Second largest eigenpair statistics for sparse graphs

Abstract

We develop a formalism to compute the statistics of the second largest eigenpair of weighted sparse graphs with N ≫ 1 nodes, finite mean connectivity and bounded maximal degree, in cases where the top eigenpair statistics is known. The problem can be cast in terms of optimisation of a quadratic form on the sphere with a fictitious temperature, after a suitable deflation of the original matrix model. We use the cavity and replica methods to find the solution in terms of self-consistent equations for auxiliary probability density functions, which can be solved by an improved population dynamics algorithm enforcing eigenvector orthogonality on-the-fly. The analytical results are in perfect agreement with numerical diagonalisation of large (weighted) adjacency matrices, focussing on the cases of random regular and Erdős–Rényi (ER) graphs.

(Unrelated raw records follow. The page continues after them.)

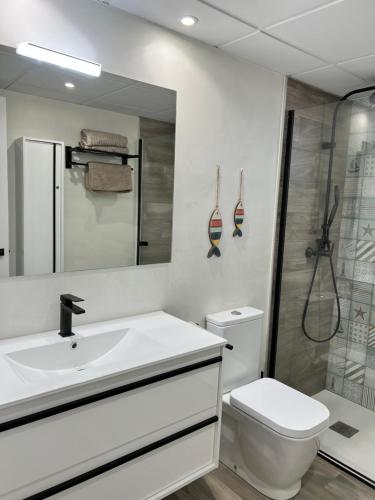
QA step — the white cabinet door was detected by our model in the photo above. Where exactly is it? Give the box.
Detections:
[0,97,9,278]
[19,138,62,276]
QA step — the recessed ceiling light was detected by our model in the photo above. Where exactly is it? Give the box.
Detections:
[180,16,199,26]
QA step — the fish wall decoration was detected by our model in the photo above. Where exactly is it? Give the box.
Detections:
[207,166,223,259]
[233,168,245,237]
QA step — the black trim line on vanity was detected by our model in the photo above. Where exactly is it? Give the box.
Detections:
[0,356,223,432]
[24,416,219,500]
[318,450,375,489]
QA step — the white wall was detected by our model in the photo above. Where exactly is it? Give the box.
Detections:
[0,0,284,368]
[0,90,139,275]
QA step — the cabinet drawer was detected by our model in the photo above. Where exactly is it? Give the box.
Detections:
[51,424,217,500]
[0,363,220,500]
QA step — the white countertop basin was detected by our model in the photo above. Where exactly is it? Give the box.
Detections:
[0,311,226,410]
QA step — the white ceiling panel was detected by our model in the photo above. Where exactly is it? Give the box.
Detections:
[269,0,375,63]
[0,52,31,88]
[9,64,133,102]
[90,83,176,113]
[222,33,324,75]
[110,0,255,45]
[338,55,375,83]
[293,66,366,95]
[204,0,332,28]
[9,83,86,104]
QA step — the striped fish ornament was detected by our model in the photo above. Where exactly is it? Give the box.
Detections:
[233,168,245,238]
[207,166,223,259]
[207,208,223,258]
[233,201,245,236]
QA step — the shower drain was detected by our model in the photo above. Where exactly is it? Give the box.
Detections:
[330,420,359,438]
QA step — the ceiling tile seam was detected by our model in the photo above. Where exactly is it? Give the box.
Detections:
[291,64,371,83]
[217,29,334,74]
[82,82,142,104]
[216,30,262,49]
[198,0,259,30]
[4,65,32,90]
[336,53,375,65]
[262,0,345,30]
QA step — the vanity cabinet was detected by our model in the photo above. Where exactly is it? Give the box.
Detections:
[0,347,221,500]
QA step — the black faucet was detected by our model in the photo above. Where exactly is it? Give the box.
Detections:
[59,293,86,337]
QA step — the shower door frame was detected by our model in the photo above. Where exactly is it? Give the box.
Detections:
[267,109,375,489]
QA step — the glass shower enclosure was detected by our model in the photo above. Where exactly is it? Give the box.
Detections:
[270,89,375,485]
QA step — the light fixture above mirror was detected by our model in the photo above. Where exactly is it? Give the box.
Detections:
[17,42,102,77]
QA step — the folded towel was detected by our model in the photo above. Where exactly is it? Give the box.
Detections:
[80,129,128,148]
[79,142,129,155]
[85,162,133,193]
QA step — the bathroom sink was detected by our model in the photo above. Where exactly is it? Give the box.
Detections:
[6,330,130,370]
[0,311,225,412]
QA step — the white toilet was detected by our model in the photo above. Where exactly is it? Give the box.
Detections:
[207,307,329,500]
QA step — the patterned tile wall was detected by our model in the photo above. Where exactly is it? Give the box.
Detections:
[326,136,375,411]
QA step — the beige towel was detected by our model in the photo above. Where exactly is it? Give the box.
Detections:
[80,143,129,155]
[80,128,128,148]
[85,162,133,193]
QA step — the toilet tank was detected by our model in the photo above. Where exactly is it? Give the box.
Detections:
[206,307,264,392]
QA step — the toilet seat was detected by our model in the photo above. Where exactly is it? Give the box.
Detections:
[230,378,329,438]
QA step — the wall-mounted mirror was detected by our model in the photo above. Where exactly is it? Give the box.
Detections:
[0,46,176,277]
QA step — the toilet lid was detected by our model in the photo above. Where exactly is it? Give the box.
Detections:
[230,378,329,438]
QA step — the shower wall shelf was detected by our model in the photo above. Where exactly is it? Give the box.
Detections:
[65,139,148,265]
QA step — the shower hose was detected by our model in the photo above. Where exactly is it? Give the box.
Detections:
[302,248,341,343]
[302,85,375,343]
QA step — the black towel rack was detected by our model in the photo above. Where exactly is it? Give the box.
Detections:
[65,144,142,168]
[65,139,148,265]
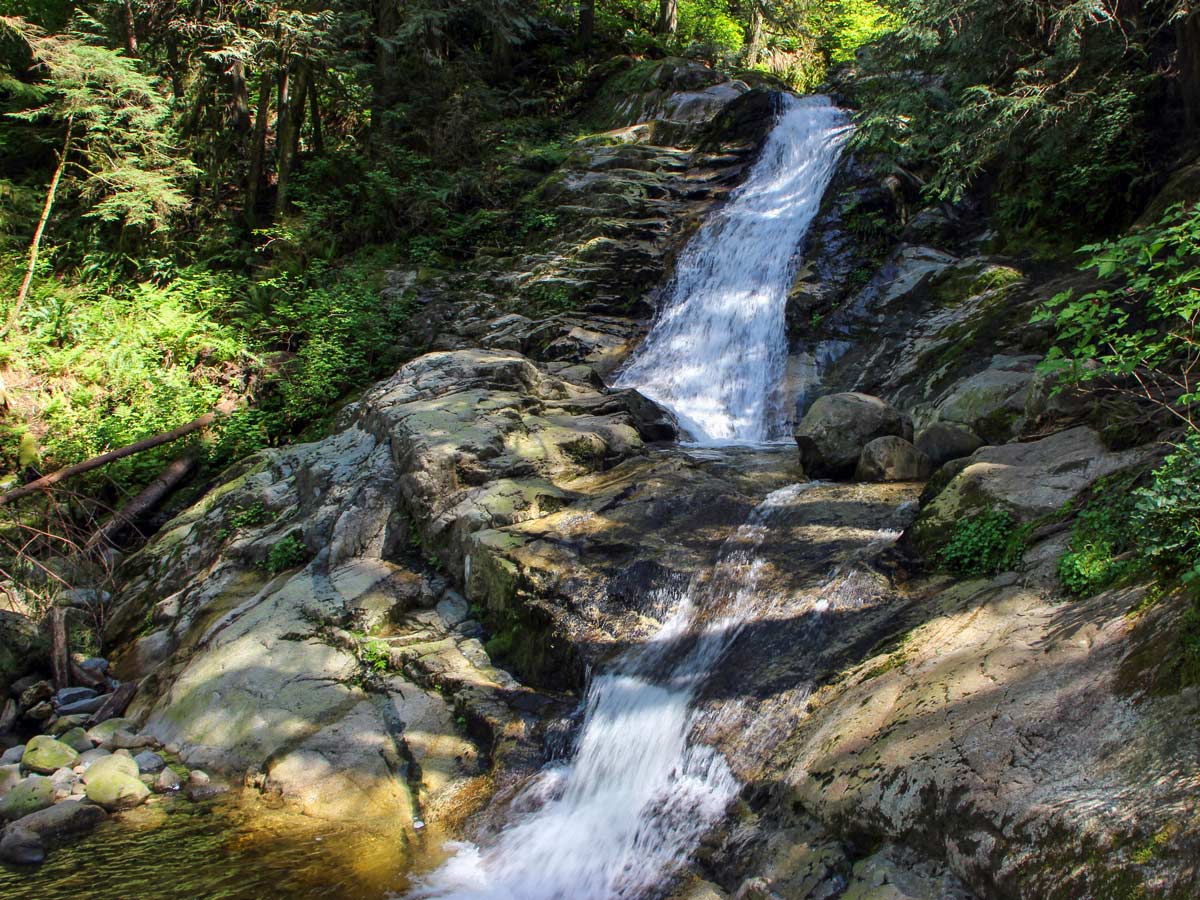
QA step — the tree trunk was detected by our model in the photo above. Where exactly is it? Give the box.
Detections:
[8,116,74,335]
[121,0,138,56]
[50,606,71,690]
[654,0,679,35]
[1175,11,1200,132]
[275,62,308,218]
[746,0,762,66]
[580,0,596,50]
[308,77,325,156]
[0,403,233,506]
[242,72,275,227]
[84,456,196,552]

We further analyse the case of sparse Markov transition matrices for unbiased random walks, whose second largest eigenpair describes the non-equilibrium mode with the largest relaxation time. We also show that the population dynamics algorithm with population size N P does not actually capture the thermodynamic limit N → ∞ as commonly assumed: the accuracy of the population dynamics algorithm has a strongly non-monotonic behaviour as a function of N P, thus implying that an optimal size must be chosen to best reproduce the results from numerical diagonalisation of graphs of finite size N.